After the matches, I stopped the class and had a short discussion. Two of the kids in the class are not the typical athlete, but they have been getting much better since the semester began. One is an excellent student, particularly in math. The other, Ryan, I don't know well enough to say, but I like his attitude.
Anyway.... during the matches, both of these boys started laughing. They got knocked down and they tried to make a joke out of it, rolling around like they had just gotten pushed over. Just for variety, I took an idea from Sawtelle Dojo, and had them go one minute standing and then one minute on the mat. One young man probably tapped out four times while he was on the mat but because the match lasts a minute on the ground, I kept re-starting them.
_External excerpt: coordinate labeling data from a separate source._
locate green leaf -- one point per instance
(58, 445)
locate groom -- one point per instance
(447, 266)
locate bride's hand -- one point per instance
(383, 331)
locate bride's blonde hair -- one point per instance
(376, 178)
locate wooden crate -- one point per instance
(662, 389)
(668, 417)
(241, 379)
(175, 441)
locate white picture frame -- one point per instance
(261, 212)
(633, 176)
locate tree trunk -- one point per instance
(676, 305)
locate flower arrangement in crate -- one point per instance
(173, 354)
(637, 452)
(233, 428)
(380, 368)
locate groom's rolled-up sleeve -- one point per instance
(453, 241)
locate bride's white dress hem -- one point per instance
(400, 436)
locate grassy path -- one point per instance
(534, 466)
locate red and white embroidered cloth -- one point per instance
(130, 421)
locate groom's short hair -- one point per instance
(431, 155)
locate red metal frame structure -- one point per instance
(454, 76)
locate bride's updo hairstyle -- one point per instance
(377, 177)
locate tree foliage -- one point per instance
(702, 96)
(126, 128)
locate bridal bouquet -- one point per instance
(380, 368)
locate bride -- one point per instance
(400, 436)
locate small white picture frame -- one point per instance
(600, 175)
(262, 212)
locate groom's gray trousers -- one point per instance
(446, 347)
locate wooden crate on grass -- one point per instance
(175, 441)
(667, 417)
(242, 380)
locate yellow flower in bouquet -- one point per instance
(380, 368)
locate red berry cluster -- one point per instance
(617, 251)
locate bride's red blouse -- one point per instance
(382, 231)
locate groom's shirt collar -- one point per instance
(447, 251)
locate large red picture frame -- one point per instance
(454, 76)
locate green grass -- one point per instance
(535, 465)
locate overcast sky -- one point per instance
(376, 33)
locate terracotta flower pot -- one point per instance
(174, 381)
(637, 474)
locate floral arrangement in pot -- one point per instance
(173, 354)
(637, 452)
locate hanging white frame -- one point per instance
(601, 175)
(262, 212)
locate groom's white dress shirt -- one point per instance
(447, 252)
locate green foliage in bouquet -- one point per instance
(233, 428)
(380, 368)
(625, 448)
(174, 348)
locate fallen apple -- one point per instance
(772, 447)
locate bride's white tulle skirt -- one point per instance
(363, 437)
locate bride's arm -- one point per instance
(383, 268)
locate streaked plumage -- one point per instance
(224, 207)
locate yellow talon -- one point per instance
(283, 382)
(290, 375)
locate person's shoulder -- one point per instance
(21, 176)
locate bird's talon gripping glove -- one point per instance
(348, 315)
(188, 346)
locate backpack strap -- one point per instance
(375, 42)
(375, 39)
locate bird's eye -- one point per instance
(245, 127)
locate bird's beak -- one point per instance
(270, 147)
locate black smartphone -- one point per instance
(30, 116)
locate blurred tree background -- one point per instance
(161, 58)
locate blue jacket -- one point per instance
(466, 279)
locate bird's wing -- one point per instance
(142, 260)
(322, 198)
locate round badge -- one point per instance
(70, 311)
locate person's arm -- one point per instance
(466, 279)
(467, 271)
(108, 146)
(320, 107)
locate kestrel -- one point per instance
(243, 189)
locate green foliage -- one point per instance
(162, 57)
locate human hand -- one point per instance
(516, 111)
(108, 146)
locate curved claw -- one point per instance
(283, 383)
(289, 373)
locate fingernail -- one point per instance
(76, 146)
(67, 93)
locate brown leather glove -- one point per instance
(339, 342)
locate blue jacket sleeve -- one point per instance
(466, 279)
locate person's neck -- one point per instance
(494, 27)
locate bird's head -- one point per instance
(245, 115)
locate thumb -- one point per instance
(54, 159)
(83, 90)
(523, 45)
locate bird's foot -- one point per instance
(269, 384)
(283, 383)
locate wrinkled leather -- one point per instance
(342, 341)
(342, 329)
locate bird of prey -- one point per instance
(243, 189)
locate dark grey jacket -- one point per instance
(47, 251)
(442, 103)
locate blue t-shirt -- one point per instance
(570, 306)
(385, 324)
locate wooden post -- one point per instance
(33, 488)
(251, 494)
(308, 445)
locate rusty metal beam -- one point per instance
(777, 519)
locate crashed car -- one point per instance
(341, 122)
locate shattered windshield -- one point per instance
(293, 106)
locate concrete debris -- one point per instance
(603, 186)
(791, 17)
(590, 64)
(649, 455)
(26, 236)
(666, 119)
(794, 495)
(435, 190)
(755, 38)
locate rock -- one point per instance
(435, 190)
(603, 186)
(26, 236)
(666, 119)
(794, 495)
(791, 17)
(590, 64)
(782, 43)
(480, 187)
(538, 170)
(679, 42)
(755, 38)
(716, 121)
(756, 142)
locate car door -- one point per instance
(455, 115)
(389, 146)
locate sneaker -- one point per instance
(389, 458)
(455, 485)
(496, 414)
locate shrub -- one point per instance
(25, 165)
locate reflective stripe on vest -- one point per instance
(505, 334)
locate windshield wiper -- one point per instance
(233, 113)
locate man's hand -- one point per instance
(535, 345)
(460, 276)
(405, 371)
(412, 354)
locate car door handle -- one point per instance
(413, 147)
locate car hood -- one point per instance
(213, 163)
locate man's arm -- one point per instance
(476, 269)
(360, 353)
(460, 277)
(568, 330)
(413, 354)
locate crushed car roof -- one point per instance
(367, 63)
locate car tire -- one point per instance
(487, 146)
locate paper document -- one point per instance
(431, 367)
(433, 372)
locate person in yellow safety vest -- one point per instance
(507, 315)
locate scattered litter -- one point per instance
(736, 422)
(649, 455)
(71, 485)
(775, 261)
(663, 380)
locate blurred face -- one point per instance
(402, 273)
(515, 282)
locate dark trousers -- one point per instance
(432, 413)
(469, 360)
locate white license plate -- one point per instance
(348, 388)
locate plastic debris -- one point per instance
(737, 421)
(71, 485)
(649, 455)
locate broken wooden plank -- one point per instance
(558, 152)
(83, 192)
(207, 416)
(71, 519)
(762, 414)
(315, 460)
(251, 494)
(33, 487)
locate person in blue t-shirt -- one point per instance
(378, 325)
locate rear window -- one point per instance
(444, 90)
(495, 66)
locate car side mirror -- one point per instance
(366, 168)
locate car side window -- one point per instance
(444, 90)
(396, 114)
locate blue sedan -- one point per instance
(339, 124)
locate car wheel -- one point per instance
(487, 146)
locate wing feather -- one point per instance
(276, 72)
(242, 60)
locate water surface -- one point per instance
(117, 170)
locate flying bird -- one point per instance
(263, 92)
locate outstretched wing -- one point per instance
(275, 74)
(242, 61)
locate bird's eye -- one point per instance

Then we had this talk, which I self-censored, given the age group, but I'm giving my uncensored version here.
You know what I do all day? I write computer programs. I wrote a computer game to teach math. Just sat down, and made what was in my brain come up on the computer. People say, "How do you do that?" and I tell them this, it's just like a fight between me and the computer who gets our way and I am not going to let the computer win!
One of the things you will learn from judo is this - don't give up when it's hard. Don't laugh it off. It's not funny. You're going to win. When I started judo, there were lots of people who could beat me, but I just kept working at it. The same is true of math. I just never gave up and kept banging away until I got good at it. Some of my doctoral students I've had over the years haven't learned that lesson in life. They'll get frustrated and complain when learning multivariate statistics, "This shit's hard."
Yes. What's your point?
Then, Ryan raised his hand and said, helpfully, "30".
I was confused for a moment until he added, "You asked what is 5 times 6. It's 30."
I am really busy between the beta test for our game and teaching at Pepperdine both happening this semester. Almost every Friday, I think to myself that I really don't have time to teach judo, but every time after I spend an hour and a half with these kids, I'm really glad I did it.